Twitter has suspended @realDonaldTrump from its platform, naming it “the risk of further incitement of violence.”
Seeing it as a risk of more violence, Twitter has permanently suspended Former President Donald Trump’s account @realDonaldTrump.
The action comes two days after pro-Trump supporters pushed past barricades and forcibly made their way into the US Capitol Building to disturb the counting of Electoral College Votes.
Trump has been disputing the results of the 2020 presidential election, which he lost to challenger Joe Biden, and he asserted that the election was “stolen.” In Wednesday’s Congressional session, he said to his supporters at a rally:
“We will stop the steal. We’re going to walk down Pennsylvania Avenue, and we’re going to the Capitol…We’re going to try and give our Republicans, the weak ones…the kind of pride and boldness that they need to take back our country.”
Protestors immediately proceeded with the next step – and some of them – actually entered the Capitol, with some vandalizing the building and stealing items from the offices. Five people were reported dead because of this attack, including a protestor from a gunshot wound and a US Capitol police officer.
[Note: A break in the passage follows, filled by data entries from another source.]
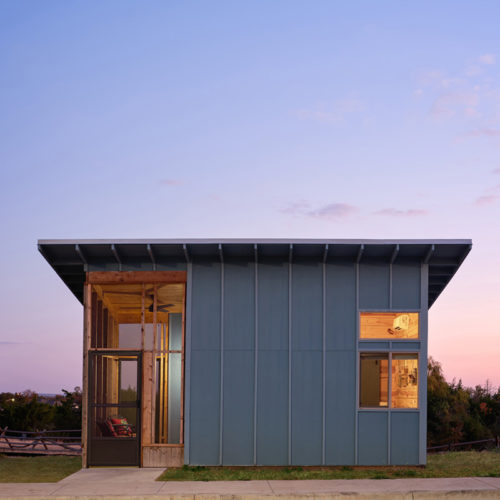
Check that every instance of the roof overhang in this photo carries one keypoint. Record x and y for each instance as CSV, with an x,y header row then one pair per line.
x,y
71,259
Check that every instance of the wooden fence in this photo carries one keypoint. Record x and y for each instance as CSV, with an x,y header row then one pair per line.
x,y
65,442
481,444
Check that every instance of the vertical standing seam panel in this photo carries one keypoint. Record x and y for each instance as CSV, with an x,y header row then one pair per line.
x,y
290,362
221,422
356,375
256,358
187,364
389,404
389,388
422,360
323,422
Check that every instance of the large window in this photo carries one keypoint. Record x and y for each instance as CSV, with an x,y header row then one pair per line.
x,y
388,325
146,317
374,380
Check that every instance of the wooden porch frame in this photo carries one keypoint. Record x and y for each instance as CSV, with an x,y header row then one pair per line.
x,y
125,278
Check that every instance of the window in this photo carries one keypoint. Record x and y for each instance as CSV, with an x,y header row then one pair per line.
x,y
404,381
374,380
388,325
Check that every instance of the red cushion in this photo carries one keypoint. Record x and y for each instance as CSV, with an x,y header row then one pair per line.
x,y
121,426
109,425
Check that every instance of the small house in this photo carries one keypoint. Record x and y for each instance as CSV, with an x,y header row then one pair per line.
x,y
254,352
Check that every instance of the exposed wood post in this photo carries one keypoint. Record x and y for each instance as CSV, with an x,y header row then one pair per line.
x,y
143,299
87,321
181,440
153,363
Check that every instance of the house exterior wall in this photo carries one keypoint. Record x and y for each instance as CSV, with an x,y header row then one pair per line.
x,y
272,362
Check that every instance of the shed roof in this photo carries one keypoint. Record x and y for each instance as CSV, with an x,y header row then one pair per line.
x,y
72,258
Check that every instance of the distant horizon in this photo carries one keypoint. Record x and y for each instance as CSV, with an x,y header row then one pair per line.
x,y
344,119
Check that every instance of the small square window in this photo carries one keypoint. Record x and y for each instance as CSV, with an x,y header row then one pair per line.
x,y
388,325
374,380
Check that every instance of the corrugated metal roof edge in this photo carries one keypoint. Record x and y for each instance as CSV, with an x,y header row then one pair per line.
x,y
180,241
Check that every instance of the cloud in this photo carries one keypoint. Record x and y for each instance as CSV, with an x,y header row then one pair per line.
x,y
296,208
487,59
171,182
451,103
484,132
394,212
329,211
334,113
491,195
333,211
487,199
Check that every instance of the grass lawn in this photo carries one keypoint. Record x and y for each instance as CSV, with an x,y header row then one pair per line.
x,y
453,464
37,469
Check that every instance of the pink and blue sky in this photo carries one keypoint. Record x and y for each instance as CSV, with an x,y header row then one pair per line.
x,y
322,119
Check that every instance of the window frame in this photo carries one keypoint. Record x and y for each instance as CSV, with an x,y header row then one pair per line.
x,y
389,354
390,339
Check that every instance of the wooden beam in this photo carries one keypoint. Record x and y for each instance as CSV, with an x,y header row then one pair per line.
x,y
87,320
150,277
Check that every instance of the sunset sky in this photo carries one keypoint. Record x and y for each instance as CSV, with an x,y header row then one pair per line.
x,y
224,119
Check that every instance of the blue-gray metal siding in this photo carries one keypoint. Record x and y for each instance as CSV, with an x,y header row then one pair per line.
x,y
273,361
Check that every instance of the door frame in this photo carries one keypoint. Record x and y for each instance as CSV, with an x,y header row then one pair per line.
x,y
93,354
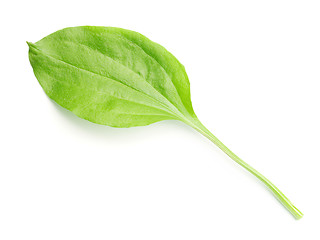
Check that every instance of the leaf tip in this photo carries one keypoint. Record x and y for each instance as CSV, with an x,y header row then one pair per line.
x,y
30,44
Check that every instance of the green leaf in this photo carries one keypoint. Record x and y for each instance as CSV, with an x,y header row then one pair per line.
x,y
111,76
120,78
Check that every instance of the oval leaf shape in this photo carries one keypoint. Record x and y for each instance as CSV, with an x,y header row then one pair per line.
x,y
111,76
120,78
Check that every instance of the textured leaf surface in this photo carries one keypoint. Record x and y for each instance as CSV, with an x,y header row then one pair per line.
x,y
111,76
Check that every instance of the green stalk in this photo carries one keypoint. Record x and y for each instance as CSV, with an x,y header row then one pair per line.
x,y
276,192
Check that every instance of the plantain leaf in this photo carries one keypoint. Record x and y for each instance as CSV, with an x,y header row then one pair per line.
x,y
112,76
120,78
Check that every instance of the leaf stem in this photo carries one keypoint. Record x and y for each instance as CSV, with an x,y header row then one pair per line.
x,y
277,193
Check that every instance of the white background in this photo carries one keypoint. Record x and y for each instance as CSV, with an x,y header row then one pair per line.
x,y
254,68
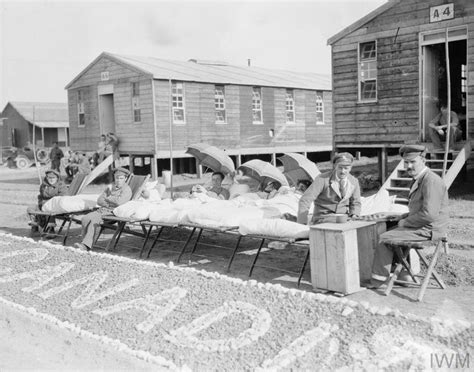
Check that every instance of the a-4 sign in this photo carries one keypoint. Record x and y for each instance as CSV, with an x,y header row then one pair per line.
x,y
442,12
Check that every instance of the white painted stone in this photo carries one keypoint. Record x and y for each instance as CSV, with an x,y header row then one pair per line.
x,y
297,348
185,336
156,306
39,277
89,295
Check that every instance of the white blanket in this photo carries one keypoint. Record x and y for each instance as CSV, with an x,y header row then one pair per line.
x,y
69,204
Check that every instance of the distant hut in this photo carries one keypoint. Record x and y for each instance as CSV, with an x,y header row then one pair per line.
x,y
245,110
50,121
389,72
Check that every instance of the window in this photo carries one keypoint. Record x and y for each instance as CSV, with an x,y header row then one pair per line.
x,y
80,109
368,71
319,108
257,105
219,102
177,96
290,106
463,85
136,102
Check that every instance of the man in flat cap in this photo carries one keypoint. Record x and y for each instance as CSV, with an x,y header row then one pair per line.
x,y
114,195
336,191
427,218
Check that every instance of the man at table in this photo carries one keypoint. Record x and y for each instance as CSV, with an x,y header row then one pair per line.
x,y
114,195
427,218
336,191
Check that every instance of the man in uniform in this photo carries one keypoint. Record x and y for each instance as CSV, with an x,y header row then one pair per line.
x,y
427,218
114,195
336,191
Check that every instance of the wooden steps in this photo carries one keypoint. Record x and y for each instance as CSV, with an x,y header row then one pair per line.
x,y
398,183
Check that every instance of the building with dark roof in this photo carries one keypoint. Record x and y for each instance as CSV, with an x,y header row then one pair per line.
x,y
150,103
50,121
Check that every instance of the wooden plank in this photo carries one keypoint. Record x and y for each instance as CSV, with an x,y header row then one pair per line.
x,y
318,258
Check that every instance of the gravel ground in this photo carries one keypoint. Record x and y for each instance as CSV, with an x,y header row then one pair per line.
x,y
205,321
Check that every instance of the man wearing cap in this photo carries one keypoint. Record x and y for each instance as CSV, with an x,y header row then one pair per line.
x,y
51,186
332,192
114,195
427,218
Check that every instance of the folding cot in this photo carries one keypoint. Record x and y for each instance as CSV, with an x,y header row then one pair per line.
x,y
119,224
46,231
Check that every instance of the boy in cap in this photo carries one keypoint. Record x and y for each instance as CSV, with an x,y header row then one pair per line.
x,y
114,195
332,192
51,186
427,218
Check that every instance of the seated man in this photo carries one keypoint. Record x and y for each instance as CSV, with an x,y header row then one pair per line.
x,y
439,125
51,186
427,217
269,190
114,195
332,192
216,191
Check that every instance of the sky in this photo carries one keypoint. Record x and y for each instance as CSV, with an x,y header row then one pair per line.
x,y
45,44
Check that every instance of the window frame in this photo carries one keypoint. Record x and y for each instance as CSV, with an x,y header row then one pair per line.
x,y
320,108
80,109
174,85
136,108
292,103
220,100
260,104
360,79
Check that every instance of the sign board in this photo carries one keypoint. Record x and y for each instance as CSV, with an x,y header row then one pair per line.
x,y
441,12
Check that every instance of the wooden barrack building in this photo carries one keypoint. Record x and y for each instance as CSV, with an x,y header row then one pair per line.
x,y
244,110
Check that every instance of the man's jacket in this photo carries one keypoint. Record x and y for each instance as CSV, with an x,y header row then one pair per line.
x,y
325,193
428,205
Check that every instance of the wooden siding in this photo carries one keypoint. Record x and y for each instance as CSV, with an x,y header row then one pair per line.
x,y
134,137
394,118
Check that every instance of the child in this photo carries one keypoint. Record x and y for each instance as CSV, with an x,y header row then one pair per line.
x,y
51,186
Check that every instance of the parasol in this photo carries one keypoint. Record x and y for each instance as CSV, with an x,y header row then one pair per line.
x,y
298,167
212,157
263,171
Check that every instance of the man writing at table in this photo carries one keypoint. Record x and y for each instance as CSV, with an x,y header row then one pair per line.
x,y
332,192
427,218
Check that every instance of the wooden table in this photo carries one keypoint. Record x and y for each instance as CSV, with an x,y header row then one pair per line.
x,y
341,254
In the last two days, well-known politicians from both sides of the aisle have been publicly mulling impeaching the president or conjuring the 25th Amendment to remove him from office.
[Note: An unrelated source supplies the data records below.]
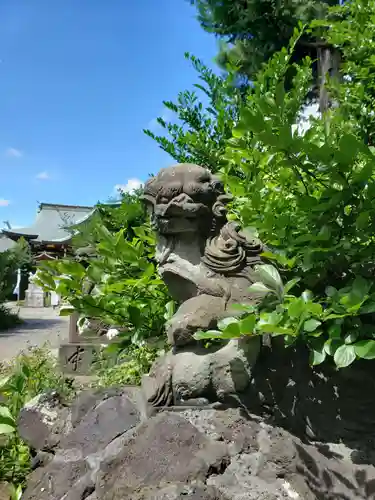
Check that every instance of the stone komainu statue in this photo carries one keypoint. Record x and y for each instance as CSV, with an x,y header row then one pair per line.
x,y
208,265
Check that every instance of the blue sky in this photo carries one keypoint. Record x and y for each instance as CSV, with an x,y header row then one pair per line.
x,y
79,80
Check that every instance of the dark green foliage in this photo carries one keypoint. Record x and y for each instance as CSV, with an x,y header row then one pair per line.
x,y
28,375
114,277
309,196
18,257
253,30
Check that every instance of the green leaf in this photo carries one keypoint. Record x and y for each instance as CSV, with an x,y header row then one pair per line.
x,y
4,382
296,308
344,356
247,324
291,284
270,276
307,296
223,323
214,334
351,337
311,325
365,349
7,423
232,330
330,291
169,310
334,331
331,345
66,310
368,308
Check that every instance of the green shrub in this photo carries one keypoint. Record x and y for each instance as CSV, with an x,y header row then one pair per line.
x,y
8,319
28,375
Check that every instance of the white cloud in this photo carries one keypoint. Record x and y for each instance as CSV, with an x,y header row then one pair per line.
x,y
129,187
13,153
43,176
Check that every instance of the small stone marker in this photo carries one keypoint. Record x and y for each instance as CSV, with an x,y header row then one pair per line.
x,y
78,358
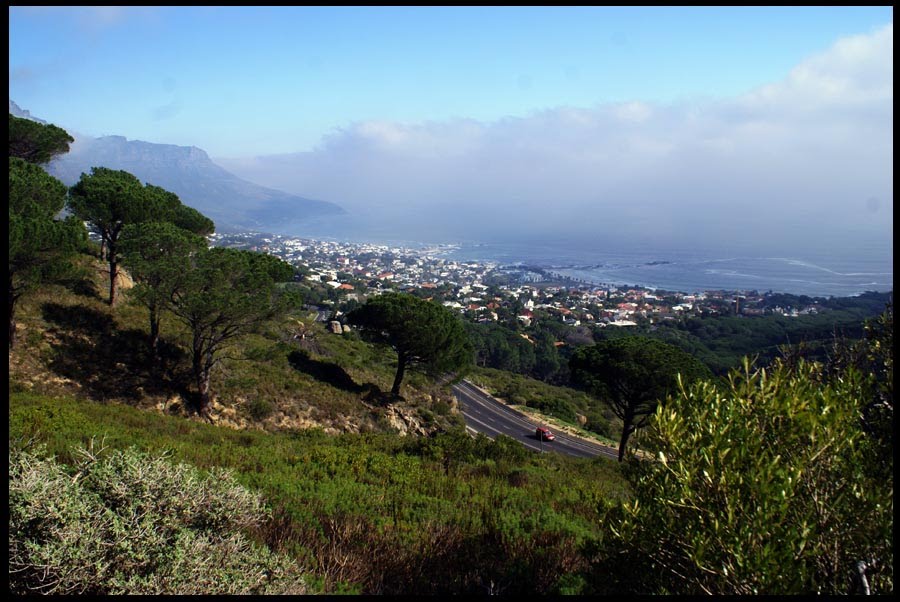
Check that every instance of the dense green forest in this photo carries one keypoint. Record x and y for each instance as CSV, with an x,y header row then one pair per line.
x,y
179,423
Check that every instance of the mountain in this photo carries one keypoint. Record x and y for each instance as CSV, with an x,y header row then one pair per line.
x,y
18,111
231,202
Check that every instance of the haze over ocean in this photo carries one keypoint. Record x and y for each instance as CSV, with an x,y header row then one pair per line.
x,y
815,272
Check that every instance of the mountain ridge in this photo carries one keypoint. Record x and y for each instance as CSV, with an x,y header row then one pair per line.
x,y
230,201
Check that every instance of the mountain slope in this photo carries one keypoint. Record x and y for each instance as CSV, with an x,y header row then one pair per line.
x,y
231,202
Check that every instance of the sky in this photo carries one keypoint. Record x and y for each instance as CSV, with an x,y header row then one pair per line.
x,y
648,125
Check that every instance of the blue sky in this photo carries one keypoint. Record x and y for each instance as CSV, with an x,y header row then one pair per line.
x,y
239,81
751,127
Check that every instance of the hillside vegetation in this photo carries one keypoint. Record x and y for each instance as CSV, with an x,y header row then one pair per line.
x,y
196,431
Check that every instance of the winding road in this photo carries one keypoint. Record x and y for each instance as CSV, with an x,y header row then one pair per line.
x,y
485,414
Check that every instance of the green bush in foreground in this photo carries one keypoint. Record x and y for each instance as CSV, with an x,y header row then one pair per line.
x,y
760,486
130,523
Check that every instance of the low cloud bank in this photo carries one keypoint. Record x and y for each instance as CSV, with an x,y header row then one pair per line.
x,y
804,161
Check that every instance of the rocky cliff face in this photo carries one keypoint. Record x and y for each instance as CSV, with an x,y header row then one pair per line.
x,y
18,111
232,203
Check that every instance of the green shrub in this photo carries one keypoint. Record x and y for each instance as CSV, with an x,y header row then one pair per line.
x,y
760,486
259,408
129,523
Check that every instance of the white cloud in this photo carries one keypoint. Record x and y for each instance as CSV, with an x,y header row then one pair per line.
x,y
801,157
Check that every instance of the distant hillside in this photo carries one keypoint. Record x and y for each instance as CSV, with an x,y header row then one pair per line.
x,y
232,203
18,111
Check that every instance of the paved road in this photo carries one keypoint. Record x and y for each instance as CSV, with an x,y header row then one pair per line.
x,y
486,415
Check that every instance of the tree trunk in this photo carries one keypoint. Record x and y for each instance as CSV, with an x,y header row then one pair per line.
x,y
627,429
202,369
12,316
113,272
154,335
398,378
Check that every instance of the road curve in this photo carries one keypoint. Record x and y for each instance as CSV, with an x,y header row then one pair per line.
x,y
485,414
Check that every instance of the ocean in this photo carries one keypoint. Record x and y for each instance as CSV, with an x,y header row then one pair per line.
x,y
800,274
824,272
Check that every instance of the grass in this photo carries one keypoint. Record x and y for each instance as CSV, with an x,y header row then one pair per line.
x,y
71,342
341,497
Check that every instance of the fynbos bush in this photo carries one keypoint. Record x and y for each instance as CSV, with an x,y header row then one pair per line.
x,y
129,523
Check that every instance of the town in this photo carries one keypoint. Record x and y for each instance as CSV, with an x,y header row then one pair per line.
x,y
488,291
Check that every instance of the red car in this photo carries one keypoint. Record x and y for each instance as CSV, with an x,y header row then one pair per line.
x,y
544,434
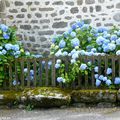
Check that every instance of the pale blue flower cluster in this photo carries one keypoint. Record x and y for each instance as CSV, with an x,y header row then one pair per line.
x,y
10,49
83,66
102,79
60,79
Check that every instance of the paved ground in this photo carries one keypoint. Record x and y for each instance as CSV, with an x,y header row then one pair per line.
x,y
61,114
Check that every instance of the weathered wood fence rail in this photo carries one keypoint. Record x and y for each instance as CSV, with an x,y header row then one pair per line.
x,y
25,72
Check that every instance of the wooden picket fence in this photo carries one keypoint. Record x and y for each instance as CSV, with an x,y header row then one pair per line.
x,y
45,75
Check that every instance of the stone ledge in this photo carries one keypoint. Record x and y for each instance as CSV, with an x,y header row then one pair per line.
x,y
39,97
56,97
94,96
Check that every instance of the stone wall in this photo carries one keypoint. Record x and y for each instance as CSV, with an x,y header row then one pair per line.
x,y
38,20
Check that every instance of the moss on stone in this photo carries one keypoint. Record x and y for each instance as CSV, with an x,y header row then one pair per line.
x,y
94,96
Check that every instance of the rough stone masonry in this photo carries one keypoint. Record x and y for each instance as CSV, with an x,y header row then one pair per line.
x,y
38,20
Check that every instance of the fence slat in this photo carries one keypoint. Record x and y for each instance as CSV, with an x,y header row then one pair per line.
x,y
80,75
106,64
99,64
119,64
16,73
92,74
10,75
28,75
46,73
40,73
22,72
53,73
86,75
113,68
35,72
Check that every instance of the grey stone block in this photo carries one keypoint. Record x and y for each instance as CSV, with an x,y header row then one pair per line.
x,y
20,16
84,9
118,5
44,21
38,15
25,27
70,3
23,10
54,14
101,1
62,12
116,17
59,24
19,3
74,10
98,8
89,1
79,2
49,32
46,9
58,3
94,96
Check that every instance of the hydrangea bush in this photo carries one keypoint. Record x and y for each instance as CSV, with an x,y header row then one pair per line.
x,y
10,48
84,40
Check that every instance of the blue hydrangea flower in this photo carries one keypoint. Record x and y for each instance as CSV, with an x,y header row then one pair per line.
x,y
4,52
27,53
104,79
93,50
80,23
75,42
17,52
4,28
65,53
74,26
57,66
1,53
83,66
53,40
96,76
100,40
108,82
102,29
73,61
58,61
98,82
117,81
96,69
85,27
113,38
118,41
15,47
60,79
70,30
25,70
118,52
111,46
66,34
8,46
6,36
1,47
62,44
75,56
109,71
73,34
89,39
82,52
31,72
101,77
58,53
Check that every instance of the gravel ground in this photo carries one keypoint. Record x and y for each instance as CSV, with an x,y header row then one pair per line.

Twitter didn’t have that power, but as a large social media platform popular with the president, it can mute Trump at will.
Jack Dorsey, its CEO and a strong proponent of Bitcoin started the “Blue Sky Initiative” within the company as a way of making a decentralized standard for social media platforms.
“Blockchain and Bitcoin point to a future, point to a world where content exists forever—where it’s permanent, where it doesn’t go away, where it exists forever on every single node that’s connected to it,” he said at the Oslo Freedom Forum last year.
Donald Trump’s Twitter account ain’t gonna last forever.
There are two tweets sent recently that Twitter holds on as evidence of incitement to violence, according to a blog post that explains the move.
The first was this sent from Trump:
“The 75,000,000 great American Patriots who voted for me, AMERICA FIRST, and MAKE AMERICA GREAT AGAIN, will have a GIANT VOICE long into the future. They will not be disrespected or treated unfairly in any way, shape, or form!!!”
The second:
“To all of those who have asked, I will not be going to the Inauguration on January 20th.”
In Twitter’s point of view, these must be taken into context given that further armed protests are being planned on Twitter and other social media sites for January 17.
For instance, Twitter writes, “The second Tweet may also serve as an encouragement to those potentially considering violent acts that the Inauguration would be a ‘safe’ target, as he will not be attending.”
Facebook and Twitter both came under investigation for allowing President Trump to spread misinformation, though Twitter has flagged many tweets from the president since the November election in a way to limit their spread.
This move isn’t strictly about centralized against decentralized platforms, which happens on a continuum than as binary positions. Dlive, a decentralized video-streaming platform owned by cryptocurrency platform Tron, has also been criticized for allowing rioters in DC to profit from videos they shared from the Capitol. The platform has responded by appealing to its terms of services – and suspending or deleting accounts.